Aún tenía conmigo los cien forintos metidos en el sobre. Se los entregué. Rasgó el sobre, miró adentro y luego, con un gesto rápido, se quitó la gorra y ya no se la volvió a poner más en mi presencia. Dijo que iba a arreglar todo muy bonito, que mandase un traje y ropa interior limpia, que con toda seguridad yo iba a quedar conforme. Le respondí que por la tarde vendría con la ropa interior y con un traje oscuro, pero que ahora quería ir a verlo.
-¿Quiere ver el cuerpo? -me preguntó, asombrado.
-Quiero verlo -dije.
-Sería mejor después -me aconsejó.
-Quiero verlo ahora -dije-. No pude estar a su lado cuando murió.
A regañadientes me condujo al depósito de cadáveres, que estaba en un edificio aparte, en el centro del parque de la clínica. El sótano estaba iluminado con una bombilla muy fuerte y había que bajar por unas escaleras de piedra. Ahí, sobre el asfalto, al pie de las escaleras, estaba tendido boca arriba mi padre. Sus piernas abiertas, los brazos también, tal como pintan en los cuadros a los héroes muertos. Pero él no tenía ropa y de una de sus fosas nasales sobresalía un pedacito de algodón y había otro pegado a su muslo izquierdo. Seguramente ahí había recibido la última inyección.

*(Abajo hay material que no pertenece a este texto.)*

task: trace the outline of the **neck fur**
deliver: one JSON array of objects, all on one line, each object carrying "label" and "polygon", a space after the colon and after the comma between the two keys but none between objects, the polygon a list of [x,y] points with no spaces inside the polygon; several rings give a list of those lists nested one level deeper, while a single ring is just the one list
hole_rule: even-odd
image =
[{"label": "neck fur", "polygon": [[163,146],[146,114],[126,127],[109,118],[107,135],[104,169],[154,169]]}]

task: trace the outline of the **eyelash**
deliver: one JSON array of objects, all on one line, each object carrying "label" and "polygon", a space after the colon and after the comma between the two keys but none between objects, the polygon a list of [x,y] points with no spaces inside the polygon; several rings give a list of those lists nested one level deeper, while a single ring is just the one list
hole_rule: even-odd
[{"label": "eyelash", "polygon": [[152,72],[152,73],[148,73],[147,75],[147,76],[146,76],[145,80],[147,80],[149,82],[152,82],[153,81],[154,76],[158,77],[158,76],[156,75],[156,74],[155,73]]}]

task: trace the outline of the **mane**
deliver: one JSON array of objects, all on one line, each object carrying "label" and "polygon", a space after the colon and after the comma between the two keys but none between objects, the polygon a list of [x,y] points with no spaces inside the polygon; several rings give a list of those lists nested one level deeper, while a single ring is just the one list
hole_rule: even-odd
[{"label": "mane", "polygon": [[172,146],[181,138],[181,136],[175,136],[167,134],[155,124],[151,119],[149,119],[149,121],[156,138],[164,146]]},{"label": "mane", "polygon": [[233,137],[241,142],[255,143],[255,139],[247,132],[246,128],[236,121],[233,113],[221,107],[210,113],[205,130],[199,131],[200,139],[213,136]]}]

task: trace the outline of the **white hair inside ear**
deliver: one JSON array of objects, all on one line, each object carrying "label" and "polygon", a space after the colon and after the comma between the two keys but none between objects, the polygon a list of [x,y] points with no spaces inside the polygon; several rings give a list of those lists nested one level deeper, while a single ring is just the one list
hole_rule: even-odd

-Ahora todavía no puede verse nada -dijo el de la gorra de cuero, como justificándose. Se mantuvo a mi lado, ahí en el helado sótano, con la cabeza descubierta-. Pero tendrá que verlo cómo va a quedar cuando lo vista.
No dije nada.
-¿Pasó mucho tiempo enfermo? -preguntó después.
-Mucho -dije.
-Estoy pensando -dijo- en que voy a cortarle un poco el cabello. Eso contribuye bastante.
-Como quiera -dije.
-¿Se peinaba con la raya al lado?
-Sí -dije.
Se calló. También yo me mantuve callado. Ya no podía decir nada, ni podía hacer nada, ni podía dar dinero a nadie más. No podía remediar nada, ni siquiera mandándome enterrar vivo a su lado.
Cuentos de un minuto (1968), trad. Judit Gerendas, Barcelona, Thule, 2006, págs. 40-43.